教えてくれる人
マッキー牧元
株式会社味の手帖 取締役編集顧問 タベアルキスト。立ち食いそばから割烹、フレンチ、エスニック、スイーツに居酒屋まで、年間600回外食をし、料理評論、紀行、雑誌寄稿、ラジオ・テレビ出演。とんかつブームの火付役とも言える「東京とんかつ会議」のメンバー。テレビ、雑誌などでもとんかつ関連の企画に多数出演。
長野でマッキー牧元さんの心を打った2軒とは?
あや菜
タベアルキストという、日々食べ歩くことを生業としている関係で、先々まで予約が埋まっている。だから今夜は、焼鳥が食べたい、イタリアンを食べたいから行くということがない。その夜も決まっていた。
松本市での夜は、ぎたろう軍鶏の焼鳥と決めていた。そして締めには「中華料理 美味城」でセキ炒飯だなと決めていた。
ところが焼鳥屋に行くと臨時休業の貼り紙がしてあるではないか。
そこでBプランの名酒場「きく蔵」に電話をかけるも満席、いきなり「美味城」で一人中華も味気ない。そこで食べログで色々探していたところ「あや菜」という店が匂った。いい店かもしれないという、風情が匂っている。
早速電話した。
「お一人ですか? はい。お席のご用意はできますが、子どもが1人走り回っていてうるさいですが、大丈夫でしょうか?」。変なことを聞いてくる。常連客の子どもだろうか?
「はい、大丈夫です、伺います」と、言って電話を切った。
店は、江戸~大正時代の蔵造りの建物が多く残る中町通りから少し入った、閑静なところにある。
「こんばんは、電話した者です」と、店に入ると、子どもと60代の男性客がいた。「いらっしゃいませ」と、40代前半の女性店主が挨拶する。そして「昨日まで満席で、お客さんをお断りしていたんですが、今夜は空いています」と、笑う。
ここにまず、小さな運命が転がっていた。
「すいませんうちの子なんです。
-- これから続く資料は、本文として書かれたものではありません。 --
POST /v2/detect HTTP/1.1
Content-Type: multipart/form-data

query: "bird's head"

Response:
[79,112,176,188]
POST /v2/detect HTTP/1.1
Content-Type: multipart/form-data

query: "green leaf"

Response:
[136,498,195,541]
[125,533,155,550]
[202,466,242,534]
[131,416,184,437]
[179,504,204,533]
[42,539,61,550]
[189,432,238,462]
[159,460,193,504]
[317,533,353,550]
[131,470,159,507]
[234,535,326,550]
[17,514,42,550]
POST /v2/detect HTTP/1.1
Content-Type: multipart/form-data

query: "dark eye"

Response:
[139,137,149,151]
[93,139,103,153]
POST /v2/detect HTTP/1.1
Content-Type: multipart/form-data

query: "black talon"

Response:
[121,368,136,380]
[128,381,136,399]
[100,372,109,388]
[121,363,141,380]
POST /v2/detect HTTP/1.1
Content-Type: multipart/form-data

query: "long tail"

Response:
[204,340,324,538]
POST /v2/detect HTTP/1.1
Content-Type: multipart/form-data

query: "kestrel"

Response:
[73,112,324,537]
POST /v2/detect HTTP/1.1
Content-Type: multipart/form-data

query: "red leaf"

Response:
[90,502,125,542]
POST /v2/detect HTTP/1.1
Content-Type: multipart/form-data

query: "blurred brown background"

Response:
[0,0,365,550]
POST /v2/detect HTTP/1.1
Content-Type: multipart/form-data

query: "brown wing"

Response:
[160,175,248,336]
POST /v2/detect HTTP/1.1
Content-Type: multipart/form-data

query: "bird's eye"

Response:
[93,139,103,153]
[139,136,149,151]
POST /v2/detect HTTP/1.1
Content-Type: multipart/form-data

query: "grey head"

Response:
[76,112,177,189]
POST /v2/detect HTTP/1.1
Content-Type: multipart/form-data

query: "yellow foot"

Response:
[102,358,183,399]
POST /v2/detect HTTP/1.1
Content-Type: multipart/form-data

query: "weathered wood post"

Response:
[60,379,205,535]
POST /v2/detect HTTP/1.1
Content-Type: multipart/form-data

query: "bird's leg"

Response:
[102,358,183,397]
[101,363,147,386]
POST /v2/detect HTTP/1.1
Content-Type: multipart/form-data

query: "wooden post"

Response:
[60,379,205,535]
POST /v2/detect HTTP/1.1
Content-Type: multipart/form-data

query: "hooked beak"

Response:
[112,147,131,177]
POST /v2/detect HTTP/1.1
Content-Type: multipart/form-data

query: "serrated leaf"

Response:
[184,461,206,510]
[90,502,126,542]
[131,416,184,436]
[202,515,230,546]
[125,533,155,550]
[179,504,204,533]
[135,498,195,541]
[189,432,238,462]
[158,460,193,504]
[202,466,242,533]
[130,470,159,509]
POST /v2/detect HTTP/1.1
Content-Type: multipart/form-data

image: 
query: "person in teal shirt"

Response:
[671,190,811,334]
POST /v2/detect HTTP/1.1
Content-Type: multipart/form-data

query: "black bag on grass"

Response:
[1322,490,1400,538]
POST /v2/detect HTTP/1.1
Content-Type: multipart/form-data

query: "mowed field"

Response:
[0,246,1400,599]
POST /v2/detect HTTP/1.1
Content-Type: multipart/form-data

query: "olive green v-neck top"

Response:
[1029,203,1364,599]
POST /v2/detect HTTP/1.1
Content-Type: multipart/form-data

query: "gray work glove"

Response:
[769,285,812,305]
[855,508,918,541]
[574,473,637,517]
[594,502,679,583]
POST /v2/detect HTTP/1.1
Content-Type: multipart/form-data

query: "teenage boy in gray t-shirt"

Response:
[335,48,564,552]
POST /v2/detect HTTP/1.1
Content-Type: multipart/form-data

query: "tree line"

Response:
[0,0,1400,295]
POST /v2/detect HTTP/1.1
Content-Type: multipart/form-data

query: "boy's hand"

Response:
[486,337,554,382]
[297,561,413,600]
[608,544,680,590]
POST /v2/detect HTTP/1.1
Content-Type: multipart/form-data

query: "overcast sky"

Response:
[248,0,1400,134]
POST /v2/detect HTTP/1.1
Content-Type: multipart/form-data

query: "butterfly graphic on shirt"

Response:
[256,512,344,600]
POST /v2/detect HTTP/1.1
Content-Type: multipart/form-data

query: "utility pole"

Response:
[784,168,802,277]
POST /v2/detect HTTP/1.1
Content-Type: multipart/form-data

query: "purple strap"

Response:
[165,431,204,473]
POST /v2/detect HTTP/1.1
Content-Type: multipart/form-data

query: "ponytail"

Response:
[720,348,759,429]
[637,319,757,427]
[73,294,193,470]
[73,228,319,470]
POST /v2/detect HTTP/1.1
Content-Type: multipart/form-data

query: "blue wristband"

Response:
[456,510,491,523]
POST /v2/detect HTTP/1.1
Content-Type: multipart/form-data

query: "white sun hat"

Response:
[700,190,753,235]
私1人でやっているものでして。実は母とやっていたんですが、コロナで休業している間に体調を崩しまして、今施設に入っているんですよ。だからずっと休んでいて4月から再開したばかりなんです」
また小さな運命が転がっていた。
生ビールを頼むと、突き出しが運ばれた。
「サバの水缶と山菜を煮たものです、地元の料理なんです、こちらは、冷奴の上に、ホタルイカの沖漬けを添えたものです」
こりゃ大至急酒だなと思い。大雪渓の熱燗をお願いした。
さらに肴は、松本の郷土料理の「塩イカ胡瓜」と、“店主じかどり!”と(品書きに)書かれた「のびるの塩漬け」、“名物”と書かれた「鶏もつすき」をお願いした。
「どちらからですか?」
「東京です」
「なぜうちに来てくださったんですか?」。そりゃそうだ。
食べログでも3.09の店に、観光客が1人でぶらりとくることなど、珍しい。
「ネットで写真を見て良さそうだなと思い、電話しました」
「塩イカ胡瓜」は、新宿の信州料理を出す居酒屋で食べたことがある。海なし県らしい塩蔵イカを戻し、塩抜きしてきゅうりと和えた、なんてことない料理である。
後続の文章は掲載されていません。